I am drawn most to knitting, not sewing. I do sew things, but I do it laboriously by hand. I couldn't see myself ever using a sewing machine and making things with it. And yet I had a decent one to hand - Mum's Elna machine. I kept it handy, but never did more than experimentally switch it on. To tell the truth, I was a bit afraid of it. It had seemed lightning-fast in Mum's hands. I was afraid of sewing my thick clumsy fingers together. And it did zig-zag stitching and more. This was utterly daunting.
Odd to say that, when I could rapidly work out how to use a computer or smartphone, and then pimp it with app installations and other customisation, something Mum would have given up on.
I felt I would be fine with a very old-fashioned wood-and-iron Singer sewing machine, powered by hand. But Mum's faithful old Singer had long gone, and I'd also disposed of another example given to me by a friend.
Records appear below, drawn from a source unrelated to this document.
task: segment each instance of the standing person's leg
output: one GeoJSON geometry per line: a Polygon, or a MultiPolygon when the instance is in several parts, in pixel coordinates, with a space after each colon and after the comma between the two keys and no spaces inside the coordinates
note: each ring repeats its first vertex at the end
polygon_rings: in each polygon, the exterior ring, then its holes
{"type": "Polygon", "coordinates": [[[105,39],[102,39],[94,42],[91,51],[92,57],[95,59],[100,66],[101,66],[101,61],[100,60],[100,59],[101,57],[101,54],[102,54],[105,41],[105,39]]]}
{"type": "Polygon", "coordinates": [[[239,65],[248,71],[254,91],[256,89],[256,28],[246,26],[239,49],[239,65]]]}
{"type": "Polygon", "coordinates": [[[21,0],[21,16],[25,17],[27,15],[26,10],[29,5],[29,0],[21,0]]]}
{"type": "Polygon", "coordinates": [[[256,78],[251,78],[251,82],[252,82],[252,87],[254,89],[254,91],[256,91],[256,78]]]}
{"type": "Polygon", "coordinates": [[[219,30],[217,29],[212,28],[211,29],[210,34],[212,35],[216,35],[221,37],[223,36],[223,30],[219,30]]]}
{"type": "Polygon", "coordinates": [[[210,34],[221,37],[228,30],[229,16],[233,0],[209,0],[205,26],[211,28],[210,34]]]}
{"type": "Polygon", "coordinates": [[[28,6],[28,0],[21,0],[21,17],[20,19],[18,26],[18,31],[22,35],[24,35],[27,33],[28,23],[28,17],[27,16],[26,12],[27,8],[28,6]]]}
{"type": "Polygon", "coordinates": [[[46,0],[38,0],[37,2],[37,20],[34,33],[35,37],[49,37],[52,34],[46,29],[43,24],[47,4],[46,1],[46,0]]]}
The long and short of it was that in my hands the electric, highly-capable Elna, with all its fancy controls, was never going to get used.
So when, after pilates last Friday, four of us girls adjourned to Maddy's house, and Maddy was talking about how she'd like a proper machine to do sewing with - a machine her daughter Meg would definitely want to use too - I immediately offered Mum's Elna to her. Complete with instructions, and all the accessories. And for no payment.
Back home, I got it out and put it on display in my study, because Maddy was going to come round to see it.
I deliberately hadn't cleaned it up, even though it could do with a wipe. It was just as Mum left it when she died in 2009. I expect it was last used in 2007. It probably needed a light oiling here and there, but most of all some regular use. Maddy would give it that. It would be going to a good home, and I felt certain that Mum would have wished that.
The Elna probably still had a value, and the Internet would have told me what that was. But I didn't want to know. I didn't think it right to make money out of something that had been left to me by Mum, and I certainly didn't want to take money off Maddy, who was on the way to becoming a significant local friend. It was sufficient to place it in a loving new home, as you would a kitten or a puppy.
Well, Maddy came round with her daughter Meg next day and was thrilled to see the Elna. She took it away, itching to try it out. Later on, texts told me that mother and daughter got it working that very afternoon, and they had done some successful experimental sewing. I was really happy at this outcome.
I'd staunchly maintained that I wanted absolutely nothing in return. Of course I had to relent slightly. Oh, all right, I demurred; if she really must, then a bottle of wine sometime? (A bottle was acceptable in lieu of any small payment, after all)
Today my doorbell rang, and there was Maddy with a gift package. It clearly contained a bottle of wine plus some other things. I was knocked over! I thanked her very much. Back indoors, I had a look.
A chilled bottle of Pinot Grigio - ready to drink - with two sewn lavender hearts, and a small envelope containing a message!
The message in the card was:
Thank you so much for the sewing machine. Meg and I will have lots of fun with it!
Hope you have a lovely birthday tomorrow.
With love from Maddy XX
Oh, how nice! And all I'd done was offer something that was taking up space in a cupboard. The Elna-sewn hearts smelled gorgeously of lavender, one of my favourite smells. That mention of my birthday referred to my 63rd birthday tomorrow, something I didn't want to make a fuss about. I had discouraged any card or presents, but Maddy had taken this opportunity to get around my ban! Well, I didn't mind one bit.
The little card took its place on my mantelpiece, among other friends' cards I'd received. See if you can spot your own!
As for the hearts, they were put atop each of the engraved brass urns that flank the fireplace:
Maddy and I will meet again next in a few days' time, with other members of the Village Girls' Rat Pack, for drinks in one of the village pubs. I feel accepted and very welcome.